Yesterday, after bailing on my tempo run because of leg fatigue, I put in a serious session of foam rolling and stretching. No doubt about it, the front of my quads were sore. That's never happened from cycling alone, yet I've hardly been cycling alone.
The first sign something was up had been the Noon Ride. Running has caused me to lose a bit of weight, and I decided to test my climbing, as well as my pain tolerance, on Old La Honda Road, which the Nooner climbs each Wednesday. Although I was able to keep it on the dark side of my pain threshold the whole way up and was alone, first to the top of the climb, my time, 17:59, was a bit disappointing. When I emailed Cara about it, she noted my Mon run. A dose of reality. No, I can't run a near-half-marathon yet without impact.
Back two days, to Monday...
My excellent coach Dan Smith prescribed a 30-minute recovery run. Yet I was itching for action, energized by Saturday's Low-Key Hillclimb up Metcalf Road, which I ran. So I decided to just park it into a gear of "effortless running", and see if I could rip off my longest run ever.
And I did.
First, I headed out on 8th Street to Brennan to REI. My only running shirt is long-sleeve. I borrowed a short-sleeve shirt from Cara, but it was too baggy, and I don't want something which is going to contribute so clearly to wind resistance, let alone that baggy shirts look goofy.
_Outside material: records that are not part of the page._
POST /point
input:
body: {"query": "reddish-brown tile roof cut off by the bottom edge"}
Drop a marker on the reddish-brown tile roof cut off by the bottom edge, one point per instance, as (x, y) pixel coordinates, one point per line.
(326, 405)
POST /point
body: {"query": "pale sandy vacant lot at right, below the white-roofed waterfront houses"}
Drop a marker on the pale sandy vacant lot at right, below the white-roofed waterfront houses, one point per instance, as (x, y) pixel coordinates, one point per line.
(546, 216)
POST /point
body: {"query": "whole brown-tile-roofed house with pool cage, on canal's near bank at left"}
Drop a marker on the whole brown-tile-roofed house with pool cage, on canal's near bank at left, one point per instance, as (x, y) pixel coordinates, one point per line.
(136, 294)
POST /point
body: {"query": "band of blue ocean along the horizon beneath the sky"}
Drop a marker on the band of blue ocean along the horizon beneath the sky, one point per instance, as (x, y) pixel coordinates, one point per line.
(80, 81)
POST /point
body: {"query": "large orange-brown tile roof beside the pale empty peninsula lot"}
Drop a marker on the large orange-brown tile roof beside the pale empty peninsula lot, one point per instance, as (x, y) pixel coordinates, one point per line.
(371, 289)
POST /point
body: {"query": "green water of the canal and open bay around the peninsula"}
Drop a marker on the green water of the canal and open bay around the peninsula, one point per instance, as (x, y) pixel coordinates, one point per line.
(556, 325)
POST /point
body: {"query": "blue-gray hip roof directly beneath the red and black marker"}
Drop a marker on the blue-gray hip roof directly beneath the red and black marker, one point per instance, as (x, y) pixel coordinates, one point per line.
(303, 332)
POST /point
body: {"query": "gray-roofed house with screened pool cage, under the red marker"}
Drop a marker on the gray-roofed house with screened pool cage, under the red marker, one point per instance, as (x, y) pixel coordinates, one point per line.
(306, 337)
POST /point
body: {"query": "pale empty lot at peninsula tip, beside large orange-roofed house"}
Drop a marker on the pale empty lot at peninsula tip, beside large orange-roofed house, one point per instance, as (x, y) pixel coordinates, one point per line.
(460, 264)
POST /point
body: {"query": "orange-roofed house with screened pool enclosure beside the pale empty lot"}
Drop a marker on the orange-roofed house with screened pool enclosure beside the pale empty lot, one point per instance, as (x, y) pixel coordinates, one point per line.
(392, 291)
REI wasn't very helpful, though: even their men's small summer "technical" shirt was similarly sized, and I couldn't find a good women's shirt, so I left the store and continued north-east on Brennan. My legs were a bit stiff, but I was running into looseness, feeling pretty good.
Along the Embarcadero and I was on the Dolphin 10km course. Memories of my race a few weeks ago, just a lot more relaxed this time. Soon, it seemed, I passed the yacht club, site of the start-finish of the race.
After arriving at the foot of the climb at Fort Mason, I impulsively headed out on a cool-looking, semi-circular breakwater and pier. "No taking Dungess Crabs", a sign read, as someone fished a basket out of the water below. He had something in there, but it wasn't a Dungess, I thought. I continued out to the end, where the views were really spectacular: the city on one side, Alcatraz on the other. Then, around a ruined structure, and back to my route. I was surprised to later find this section was on Google Maps (see link earlier this paragraph). This was one of the two highlights of this run.
Over Fort Mason (no big deal), then out on the Marina, past Fillmore where I'd turned inland last time (I was committed to my longest, now!), and toward the Golden Gate Bridge. But not all the way there... at Baker Street, I made a left. Baker now rose ominously ahead of me.
After passing the incredible Palace of Fine Arts, the park populated by tourists speaking French, Italian, but not a word of English, I confronted the climb. It was like Lyon which I'd done previously, on a shorter route. Several blocks of increasing grade until the road gives way to a staircase. However, unlike at Lyon, the staircase then gives way to an as-steep concrete path. The thing has to be 40%, easy. It was challenging on foot; I could only imagine riding it! This was highlight #2.
To the top, I turned right to climb an additional block to what appeared to be the summit. This road, one block over, was actually Lyon Road, which I'd climbed previously. What an excellent climb each of these two roads provides!
I enjoyed the descent of the other side. Descents are all about staying loose, going with the flow, and I'm getting better at them. At Post, before Geary, I turned left to Steiner, to the cycling route I know so well.
Then it was through Western Addition, up the climb to Alamo Square (cutting through the park via the stairs, which I can't do on a bike), down to Duboce, the zig-zag over the tracks to Steiner's sibling Sanchez, then toward Market Street and the Castro.
I was on autopilot now. 16th St, all the way. The streets I call home passed by. Guerrero... Dolores... Valencia... Market. At Florida, I turned left for a stop in Sports Basement. Bingo! They had an excellent running shirt, plain white except for a Sports Basement logo, and light and cheap. The woman working there I could "express my love for Sports Basement" by wearing it. The Sports Basement there does have a good feel about it. Good people work there.
Across Franklin Park to 17th (feeling a bit tired now), back to Potrero Hill....
12.8 miles, according to Google. 48.8% of a marathon, according to units. I felt good, energized if a bit tired. The next day was a recovery day, gym workout only. But I'd still feel this run two days after. Still, I love getting the miles in. And that's gotta be good for something when preparing for a possible marathon.